Стиснув зубы от злости и холода, Валера продолжил свой путь, злясь на всё вокруг. Вдруг впереди, из темноты, появились три фигуры. Их шаги эхом раздавались по пустой улице, и Валера, вспомнив недавний случай в электричке, напрягся. Они приближались, и его рука инстинктивно сжалась в кулак, готовая к любому повороту событий. Но когда они прошли мимо, даже не взглянув в его сторону, Валера только тяжело выдохнул. Молодёжь, шумно переговариваясь между собой, просто исчезла в темноте.

Дойдя до своего подъезда, Валера открыл тяжелую дверь, и сразу в нос ударил запах затхлости и сырости, характерный для старых домов. Он начал подниматься по лестнице, гулко стуча ботинками по ступеням, каждая из которых была дряхлой и коварно скользкой. На каждом этаже он замечал следы жизни других жильцов: где-то старые велосипеды, где-то мешки с углем, а на одной из площадок стояли старые ботинки, оставленные кем-то на ночь.

На своём этаже Валера остановился перед облупленной дверью своей комнаты в коммунальной квартире. Длинный и мрачный коридор тянулся в обе стороны, двери в комнаты других жильцов были закрыты, а из-за них доносились приглушенные голоса и звуки старых телевизоров. Он вставил ключ в замок, но прежде, чем повернуть его, услышал за спиной знакомое раздражающее ворчание.

– Это ты, гад, мою туалетную бумагу взял? – услышал он за спиной хриплый голос соседки Галки.

Он повернулся, не скрывая раздражения. Галина Ивановна, женщина средних лет с вечным недовольством на лице, стояла в дверях своей комнаты и сверлила его взглядом.

– Да не трогал я твою бумагу, – грубо ответил Валера, стараясь быстрее покончить с этим разговором. – Найдешь потом, где оставила.
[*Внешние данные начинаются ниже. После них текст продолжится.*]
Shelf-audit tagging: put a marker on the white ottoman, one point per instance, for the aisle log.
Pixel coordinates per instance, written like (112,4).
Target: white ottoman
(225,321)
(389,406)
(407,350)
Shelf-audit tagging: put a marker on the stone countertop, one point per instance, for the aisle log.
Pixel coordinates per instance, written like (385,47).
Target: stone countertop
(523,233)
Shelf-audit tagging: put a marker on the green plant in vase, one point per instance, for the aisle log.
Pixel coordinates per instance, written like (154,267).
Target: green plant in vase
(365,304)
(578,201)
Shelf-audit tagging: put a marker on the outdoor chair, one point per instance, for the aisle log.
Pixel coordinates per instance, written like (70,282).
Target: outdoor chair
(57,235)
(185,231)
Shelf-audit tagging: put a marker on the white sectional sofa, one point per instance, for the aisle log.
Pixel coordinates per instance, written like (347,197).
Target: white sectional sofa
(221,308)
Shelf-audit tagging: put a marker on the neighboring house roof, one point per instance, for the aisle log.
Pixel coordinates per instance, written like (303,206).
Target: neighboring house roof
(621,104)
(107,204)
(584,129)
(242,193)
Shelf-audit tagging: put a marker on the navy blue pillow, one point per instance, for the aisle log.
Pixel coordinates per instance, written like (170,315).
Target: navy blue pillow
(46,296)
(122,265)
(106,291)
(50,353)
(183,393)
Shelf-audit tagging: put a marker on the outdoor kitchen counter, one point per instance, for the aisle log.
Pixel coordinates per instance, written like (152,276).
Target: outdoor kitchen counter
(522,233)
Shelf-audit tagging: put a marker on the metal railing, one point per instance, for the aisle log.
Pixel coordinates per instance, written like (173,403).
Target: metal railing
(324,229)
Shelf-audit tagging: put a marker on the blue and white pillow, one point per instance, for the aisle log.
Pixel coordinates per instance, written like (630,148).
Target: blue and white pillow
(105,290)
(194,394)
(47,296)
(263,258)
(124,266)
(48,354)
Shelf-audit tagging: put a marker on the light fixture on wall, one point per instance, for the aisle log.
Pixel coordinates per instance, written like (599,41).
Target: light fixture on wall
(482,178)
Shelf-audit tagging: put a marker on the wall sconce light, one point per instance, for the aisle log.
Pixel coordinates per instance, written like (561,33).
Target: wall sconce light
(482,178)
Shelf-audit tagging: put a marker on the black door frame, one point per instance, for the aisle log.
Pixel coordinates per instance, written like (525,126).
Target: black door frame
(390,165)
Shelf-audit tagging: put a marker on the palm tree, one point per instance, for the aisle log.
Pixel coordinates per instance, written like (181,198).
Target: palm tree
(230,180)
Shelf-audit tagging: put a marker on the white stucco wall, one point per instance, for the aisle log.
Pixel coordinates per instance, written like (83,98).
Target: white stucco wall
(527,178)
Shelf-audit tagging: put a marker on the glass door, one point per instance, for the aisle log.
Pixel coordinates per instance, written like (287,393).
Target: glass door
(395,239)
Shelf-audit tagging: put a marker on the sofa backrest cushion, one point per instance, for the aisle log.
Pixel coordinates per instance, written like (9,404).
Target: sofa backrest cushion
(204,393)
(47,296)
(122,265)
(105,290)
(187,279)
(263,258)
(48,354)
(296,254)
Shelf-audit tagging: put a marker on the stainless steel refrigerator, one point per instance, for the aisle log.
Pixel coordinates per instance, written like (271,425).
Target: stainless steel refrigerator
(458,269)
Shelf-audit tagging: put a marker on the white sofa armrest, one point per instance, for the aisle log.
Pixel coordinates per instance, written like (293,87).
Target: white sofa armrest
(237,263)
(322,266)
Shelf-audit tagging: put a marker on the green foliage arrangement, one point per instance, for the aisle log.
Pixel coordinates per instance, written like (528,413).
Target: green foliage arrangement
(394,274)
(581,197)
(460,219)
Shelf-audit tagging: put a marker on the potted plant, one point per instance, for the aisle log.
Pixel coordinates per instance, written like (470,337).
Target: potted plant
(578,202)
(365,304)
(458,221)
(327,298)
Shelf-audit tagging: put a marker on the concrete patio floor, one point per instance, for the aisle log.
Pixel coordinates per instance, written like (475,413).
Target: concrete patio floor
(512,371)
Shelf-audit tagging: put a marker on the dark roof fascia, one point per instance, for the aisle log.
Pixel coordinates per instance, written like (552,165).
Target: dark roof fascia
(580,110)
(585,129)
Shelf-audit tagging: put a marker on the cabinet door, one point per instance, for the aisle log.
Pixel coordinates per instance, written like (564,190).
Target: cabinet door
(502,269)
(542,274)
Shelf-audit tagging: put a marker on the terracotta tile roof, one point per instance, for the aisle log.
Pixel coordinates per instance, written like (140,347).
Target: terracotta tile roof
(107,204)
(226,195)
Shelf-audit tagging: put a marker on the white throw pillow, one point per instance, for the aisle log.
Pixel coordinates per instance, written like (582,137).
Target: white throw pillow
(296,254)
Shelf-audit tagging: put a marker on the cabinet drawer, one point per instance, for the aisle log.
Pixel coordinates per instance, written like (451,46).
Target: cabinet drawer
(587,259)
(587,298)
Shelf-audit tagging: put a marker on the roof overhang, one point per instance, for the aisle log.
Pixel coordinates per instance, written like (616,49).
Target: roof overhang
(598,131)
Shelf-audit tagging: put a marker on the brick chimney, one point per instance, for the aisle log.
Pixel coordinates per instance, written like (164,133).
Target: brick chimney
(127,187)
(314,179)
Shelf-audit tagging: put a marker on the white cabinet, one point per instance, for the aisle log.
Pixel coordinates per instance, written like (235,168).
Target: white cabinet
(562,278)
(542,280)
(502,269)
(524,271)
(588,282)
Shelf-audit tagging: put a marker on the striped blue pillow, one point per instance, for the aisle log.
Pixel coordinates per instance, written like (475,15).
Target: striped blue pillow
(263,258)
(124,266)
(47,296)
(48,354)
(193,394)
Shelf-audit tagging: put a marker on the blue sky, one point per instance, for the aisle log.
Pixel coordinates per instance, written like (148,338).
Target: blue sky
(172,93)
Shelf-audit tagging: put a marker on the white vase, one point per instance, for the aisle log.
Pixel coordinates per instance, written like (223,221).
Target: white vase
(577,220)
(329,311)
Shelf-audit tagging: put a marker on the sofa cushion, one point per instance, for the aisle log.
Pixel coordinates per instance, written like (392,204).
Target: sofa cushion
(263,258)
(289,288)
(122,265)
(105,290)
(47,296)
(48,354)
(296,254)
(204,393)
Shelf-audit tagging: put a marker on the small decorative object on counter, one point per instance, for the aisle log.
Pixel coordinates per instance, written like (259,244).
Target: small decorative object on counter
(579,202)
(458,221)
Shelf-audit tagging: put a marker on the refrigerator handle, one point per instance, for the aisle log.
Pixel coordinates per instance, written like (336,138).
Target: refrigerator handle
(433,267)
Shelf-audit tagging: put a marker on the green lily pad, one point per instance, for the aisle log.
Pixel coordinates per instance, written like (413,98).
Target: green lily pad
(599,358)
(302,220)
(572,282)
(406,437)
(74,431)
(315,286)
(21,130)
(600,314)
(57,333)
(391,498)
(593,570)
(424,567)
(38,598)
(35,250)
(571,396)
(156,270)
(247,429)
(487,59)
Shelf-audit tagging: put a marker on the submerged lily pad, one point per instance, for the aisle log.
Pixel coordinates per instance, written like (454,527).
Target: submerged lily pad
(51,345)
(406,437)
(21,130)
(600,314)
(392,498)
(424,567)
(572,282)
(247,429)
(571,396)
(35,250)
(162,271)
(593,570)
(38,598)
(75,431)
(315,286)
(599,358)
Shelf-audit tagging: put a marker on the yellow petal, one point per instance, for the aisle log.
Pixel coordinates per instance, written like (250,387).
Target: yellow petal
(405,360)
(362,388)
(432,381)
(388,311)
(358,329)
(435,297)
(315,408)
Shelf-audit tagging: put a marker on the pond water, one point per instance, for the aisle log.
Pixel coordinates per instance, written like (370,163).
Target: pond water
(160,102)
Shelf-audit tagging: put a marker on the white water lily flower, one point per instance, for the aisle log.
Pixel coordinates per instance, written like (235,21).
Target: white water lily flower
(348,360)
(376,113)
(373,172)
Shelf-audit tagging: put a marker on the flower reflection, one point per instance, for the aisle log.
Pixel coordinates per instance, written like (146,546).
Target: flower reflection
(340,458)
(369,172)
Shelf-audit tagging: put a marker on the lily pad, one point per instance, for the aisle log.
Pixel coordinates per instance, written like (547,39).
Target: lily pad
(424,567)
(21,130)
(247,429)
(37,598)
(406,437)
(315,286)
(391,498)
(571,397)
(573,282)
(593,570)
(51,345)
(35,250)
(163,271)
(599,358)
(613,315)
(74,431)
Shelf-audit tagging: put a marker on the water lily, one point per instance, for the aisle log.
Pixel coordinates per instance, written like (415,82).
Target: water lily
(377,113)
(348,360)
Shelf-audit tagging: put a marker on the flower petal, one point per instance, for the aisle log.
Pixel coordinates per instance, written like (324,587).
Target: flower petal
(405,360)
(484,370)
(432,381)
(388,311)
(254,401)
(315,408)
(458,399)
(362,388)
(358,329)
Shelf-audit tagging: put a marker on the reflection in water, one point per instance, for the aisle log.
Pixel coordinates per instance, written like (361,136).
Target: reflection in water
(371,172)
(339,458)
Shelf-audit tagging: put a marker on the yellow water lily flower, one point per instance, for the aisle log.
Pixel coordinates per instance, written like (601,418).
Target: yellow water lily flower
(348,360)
Но она продолжала что-то ворчать, пока он наконец не скрылся за дверью своей комнаты. Закрыв дверь, Валера глубоко вздохнул, пытаясь избавиться от накопившейся за день злости. В комнате было холодно, стены украшали обои, местами отклеившиеся от влаги. Единственный источник тепла – старый радиатор – едва справлялся с задачей.

Валера снял пальто и тяжело опустился на свой старый диван. Из кухни доносились звуки скандала между соседями, а из соседней комнаты – плач ребенка. Он сидел в своей комнате, окруженный скромными вещами, чувствуя, как тишина и холод медленно заполняют всё вокруг. В этой тишине он мог бы наконец отдохнуть, но покой был столь же эфемерен, как и теплота в его квартире.

Коммунальная жизнь, где каждый знал о каждом все, была невыносимой, но альтернативы не существовало. Здесь, в этих стенах, все было общественным, и даже редкие минуты уединения становились роскошью, которую невозможно было позволить себе без того, чтобы кто-то не вмешался. Он сидел на диване, в тишине своей комнаты, погруженный в тяжелые раздумья. Мысли о сегодняшнем дне не давали ему покоя, особенно момент в электричке, когда все вдруг перевернулось с ног на голову.

"Чёрт, что я натворил?" – промелькнула мысль, как вспышка, но он тут же отогнал её, будто боясь признать реальность. Он вспомнил, как нож скользнул в его руке, как он почувствовал сопротивление ткани и плоти. "Это ведь он полез на меня… Я просто защищался", – пытался оправдаться Валера, хотя где-то в глубине души понимал, что всё было иначе. Но эта правда была слишком ужасной, чтобы с ней столкнуться лицом к лицу.

Он мысленно возвращался к тому моменту снова и снова, каждый раз представляя, как могло бы быть по-другому. "Если бы я тогда не поддался, если бы просто оттолкнул его, ушел бы… Но нет, они бы не остановились. Они бы нашли меня позже, и тогда всё было бы еще хуже". В голове мелькали образы – холодный вагон, лица пассажиров, полные страха и безразличия. Никто не встал, никто не вмешался. "Чёрт, да ведь они все просто отвернулись, будто ничего не случилось", – с горечью подумал Валера. Он чувствовал, как мир вокруг него становится всё более враждебным, и ему пришлось адаптироваться, чтобы выжить.